Sesat > Docs + Support > Moving from FAST to Solr review

Abstract

This is an article about moving two big complex collections of search documents from FAST to Solr, the problems encountered during the move, and how they were tackled.
These FAST FDS 4.1 collections where the company (yellow) and person (white) catalogues for Sesam.no from Norway.

Reasons for moving to Solr

We where going to move from one hosting provider to another. Moving the old FAST 4 installation over was not an option. Upgrading to FAST ESP5 was an option, but it was also a good time to experiment with Solr. While FAST was really good for real-time search (eg news search with clustering) for big static collections like our yellow and white indexes Solr looked like an ideal candidate.

Problems resolved

1. Document Processing

The new Sesat document processing framework written, now released under the LGPLv3 license, is compatible with the FAST document processing framework. Porting FAST's document processor is easily done by, copying each file, and runing a script to fix minor things like imports and some special fetching of config files. The pipeline configuration file (pipeline-config.xml) from the FAST installation can also be largely reused. It is not wholly supported in the new document processing framework where functionality can be taken out of the pipeline process and provided by Solr itself.
The most prominent examples to this being:

  • removing all references to proprietary FAST pipeline steps,
  • removing all tokenization, lemmatization and stemming as these are handled with the field types in Solr (given you're planning to use the default Solr tokenizers, and snowball for lemmatization and stemming),
  • the default FAST specific pipeline steps needs to be removed as they are not needed (RowsetXML, FASTXML, DocInit, FIXML).

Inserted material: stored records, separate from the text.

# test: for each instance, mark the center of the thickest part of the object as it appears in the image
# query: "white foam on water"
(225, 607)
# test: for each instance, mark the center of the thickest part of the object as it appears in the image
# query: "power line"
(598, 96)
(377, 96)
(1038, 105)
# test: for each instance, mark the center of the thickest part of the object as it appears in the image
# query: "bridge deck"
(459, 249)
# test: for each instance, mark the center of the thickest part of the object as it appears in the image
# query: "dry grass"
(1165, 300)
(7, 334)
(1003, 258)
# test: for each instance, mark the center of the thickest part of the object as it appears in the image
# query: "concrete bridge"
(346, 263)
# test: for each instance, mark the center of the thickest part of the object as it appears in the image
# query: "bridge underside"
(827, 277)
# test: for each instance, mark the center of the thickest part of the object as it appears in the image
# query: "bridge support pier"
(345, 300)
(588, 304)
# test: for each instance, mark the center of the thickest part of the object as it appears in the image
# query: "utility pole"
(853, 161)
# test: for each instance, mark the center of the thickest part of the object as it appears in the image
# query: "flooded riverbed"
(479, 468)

2. Data-import disadvantages

Solved with the Sesat document processing framework.

Not being able to use the data-import handler for various reasons, and not wanting to find out how to use it with the homegrown document processing, we made a simple django import handler. That took about 3-4 hours to complete. Copying the data-import handler functionality was relatively easy and cronjobs were used to schedule the imports.

3. Index-profile

Replicating FAST's index profile was largely about rewriting it into Solr's schema.xml and solrconfig.xml
The schema.xml does a large amount of what the index-profile does. Field specification is done there, but also the filter and tokenization parts of the pipeline from FAST.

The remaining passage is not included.